Hi everybody,
I use two models and initialized them like that:
if torch.cuda.device_count() > 1:
model_cnn = nn.DataParallel(model_cnn)
model_fc = nn.DataParallel(model_fc)
model_cnn = model_cnn.to(device)
model_fc = model_fc.to(device)
I trained my model like that:
for epoch in range(num_epochs):
iter_loader_source = iter(source_loader)
for _ in range(len(iter_loader_source)):
batch_data_source, labels_source = iter_loader_source.next()
batch_data_source = batch_data_source.to(device)
labels_source = labels_source.to(device)
x_fc1_source = self.model_cnn(batch_data_source.float())
x_fc3_source = self.model_fc(x_fc1_source)
optimizer1.zero_grad()
loss.backward()
optimizer1.step()
the loss is a combination of an MMD and CE loss. MMD loss is defined by myself and CE-loss is used from torch.nn. Both losses were also transfered to GPU:
criterion = torch.nn.CrossEntropyLoss().to(device)
MMD_loss_calculator = MMD_loss_calculator.to(device)
The device is defined like that:
device = torch.device("cuda:0" if torch.cuda.is_available() else "cpu")
I use a batch size of 32. When i print the inpit size of the CNN I receive the following:
In Model: input size torch.Size([8, 1, 1024])
In Model: input size torch.Size([8, 1, 1024])

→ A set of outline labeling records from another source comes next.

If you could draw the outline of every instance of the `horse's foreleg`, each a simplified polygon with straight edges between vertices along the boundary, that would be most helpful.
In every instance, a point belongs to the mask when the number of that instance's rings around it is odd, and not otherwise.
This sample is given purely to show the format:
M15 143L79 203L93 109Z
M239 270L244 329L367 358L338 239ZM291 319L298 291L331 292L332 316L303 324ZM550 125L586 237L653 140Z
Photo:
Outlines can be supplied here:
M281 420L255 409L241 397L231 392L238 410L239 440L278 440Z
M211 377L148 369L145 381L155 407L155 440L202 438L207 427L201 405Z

In Model: input size torch.Size([8, 1, 1024])
In Model: input size torch.Size([8, 1, 1024])
It therefore seems like the models are on 4 different gpus and the data is split on those 4 gpus equally.
When i check the GPU utilization with “nvidia-smi --query-gpu=utilization.gpu --format=csv -l 5” I get the following:
84 %
1 %
1 %
2 %
It seems like just GPU 0 works properly. How can that be? How can I use all 4 GPUs equally? How is the data split between the GPUs (randomly, or in data[: batch],data[: batch:batch*],data[batch2:batch3] and data[batch*3:] ?